I can't imagine Google would have financial worries for maintaining the enormous amount of data these newspapers generate. Even if they save their master files in a compressed format like JPG, JP2 or, God forbid some lesser format, they're still faced with loads of material to save in perpetuity. Choosing the right format and thinking in forever terms are but two issues involved with digital preservation, all of which are beyond the scope of this posting.

As to our livelihoods - between Google and the current economic collapse/crisis, it feels kind of silly to even talk about. Let's just be thankful to have a jobs and leave it at that for now.

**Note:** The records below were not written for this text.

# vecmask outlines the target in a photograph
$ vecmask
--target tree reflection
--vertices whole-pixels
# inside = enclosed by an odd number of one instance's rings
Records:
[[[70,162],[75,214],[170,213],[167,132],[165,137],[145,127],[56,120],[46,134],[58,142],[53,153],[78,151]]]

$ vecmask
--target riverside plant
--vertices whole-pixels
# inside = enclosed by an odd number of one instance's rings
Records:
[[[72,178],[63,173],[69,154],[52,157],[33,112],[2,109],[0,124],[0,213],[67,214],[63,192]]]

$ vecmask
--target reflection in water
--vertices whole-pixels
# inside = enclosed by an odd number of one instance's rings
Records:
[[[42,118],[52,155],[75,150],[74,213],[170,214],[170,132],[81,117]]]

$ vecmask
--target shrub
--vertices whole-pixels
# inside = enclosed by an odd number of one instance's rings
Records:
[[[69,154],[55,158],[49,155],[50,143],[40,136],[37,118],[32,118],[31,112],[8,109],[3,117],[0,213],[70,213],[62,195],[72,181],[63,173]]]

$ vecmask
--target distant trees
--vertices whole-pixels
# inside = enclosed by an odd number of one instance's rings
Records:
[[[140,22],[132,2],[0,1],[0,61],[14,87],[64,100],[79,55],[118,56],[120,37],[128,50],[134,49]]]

But title selection is a different animal altogether. If you're an NDNP awardee, as we are here at the University of Kentucky, then you're bound by the NEH rules. Of particular importance here is the fact that we cannot digitize titles that have been digitized by another entity, whether it's a commercial entity or someone like Google who may make them freely available. 

Some argue that there's plenty to go around, and that's a reasonable enough argument. There are millions, if not billions, of historic newspaper pages waiting to be digitized. So, yes, there's plenty to do in that respect. But what happens to "collections"? What happens to their preservation? And who is responsible for those two things?

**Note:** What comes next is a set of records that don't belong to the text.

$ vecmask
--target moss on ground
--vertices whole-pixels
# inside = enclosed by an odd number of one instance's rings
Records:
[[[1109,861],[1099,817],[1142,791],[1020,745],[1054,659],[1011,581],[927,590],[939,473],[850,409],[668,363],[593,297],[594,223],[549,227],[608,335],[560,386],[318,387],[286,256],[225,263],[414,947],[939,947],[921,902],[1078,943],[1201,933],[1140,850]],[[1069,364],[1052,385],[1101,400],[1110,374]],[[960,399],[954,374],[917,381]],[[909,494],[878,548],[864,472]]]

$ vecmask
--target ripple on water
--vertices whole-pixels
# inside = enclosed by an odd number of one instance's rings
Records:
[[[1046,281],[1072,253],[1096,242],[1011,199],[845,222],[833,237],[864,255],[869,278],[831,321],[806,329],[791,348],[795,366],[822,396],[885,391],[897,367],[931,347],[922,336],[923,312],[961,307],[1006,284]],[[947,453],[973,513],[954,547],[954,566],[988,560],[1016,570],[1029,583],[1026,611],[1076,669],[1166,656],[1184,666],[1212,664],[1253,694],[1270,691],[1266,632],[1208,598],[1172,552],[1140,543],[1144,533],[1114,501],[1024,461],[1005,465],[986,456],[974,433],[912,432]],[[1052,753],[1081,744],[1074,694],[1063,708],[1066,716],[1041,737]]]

Picture this: what would you think if you, as a researcher - professional or layperson - landed upon a website that had tons of newspaper pages only to find that just a few newspaper titles are available? Would you feel cheated? Would you feel like you've wasted your time because, now, you have to keep looking for what you need? Or would you feel satisfied?

Take Chronicling America or our own Kentuckiana Digital Library...How strange would it be to look at Kentucky's newspapers at the end of NDNP's 20 year cycle to find we have every historic Kentucky newspaper except Louisa's Big Sandy News or the Kentucky Reporter, for instance? Wouldn't it seem odd for the University of Kentucky - the state's flagship University and Kentucky's sole NDNP content provider - to have everything except those two titles? Would you feel cheated? Would you feel like you've wasted your time because, now, you have to keep looking for what you need? Or would you feel satisfied?

And what would we say, as an arbitor for the state's historic collections and digital preservation, to those newspapers who may have opted to have their titles digitized by Google or some other outfit instead of UK when their stuff comes up missing, corrupt, distorted, or otherwise unusable? "Since you didn't let us preserve the material it's just lost. Sorry about your luck, Mr. Publisher.

In fact, it's not the publisher who stands to lose, but all of us - Kentuckian, American, Global citizens alike. Newspapers are a shared history and should be free to everyone. Further, it seems childish to want anything but the best preservation standards applied to every single page, no matter what your role may be. After all, who are we making this stuff for if not our children, or our children's children? Is it simply to glorify ourselves or is it really because this stuff matters?

I'd like to think it's the latter.


  1. The rule that we do not digitize any titles that have already been done may have to be modified perhaps. The NEH surely has standards, and if a particular approach does not comply with those, than it does not matter, we'll do it the right way.
    Rules and regulations are written and designed with the best outcome at heart, one would hope. Sometimes a change in technology or a change in thinking, concerns, whatever, may lead to different approach. Sometimes that could even be an improvement. That does not seem to be the case with Google though).
    Is there a published policy on how Google plans to deal with the master files?

  2. It seems to me that there is no shame in partnering with Google. The internet makes it easy to link to other websites and if Google is digitizing titles in your state; it makes sense to link to Google's resources from your state's digital newspaper website. Also, has anyone from the digital newspaper program contacted Google and told them what we are up to?

  3. A great post. Lots of food for thought.

    In the end libraries just want what is best for current and future researchers:

    - Access and preservation

    The old news article rule applies to this issue: Who, What, When, Where, Why, How?

    Why digitize? Do intentions have to be altruistic only? I don't think so but we have to be careful because this element invades every other aspect.

    Who does the work and when matters less than what is digitized and how. Where is also crucial. Say no to more silos. Yes, I think patrons care that they have to search multiple sites, with various levels of access.

    I guess I'm more afraid that this push by Google will cause programs like NDNP to back off and dry up and libraries/archives/museums need to be involved.

  4. A concern of ours, as I think you've alluded to, is that Google does not preserve the archives according to METS / ALTO standards, which go a long way to ensure the accuracy of the records.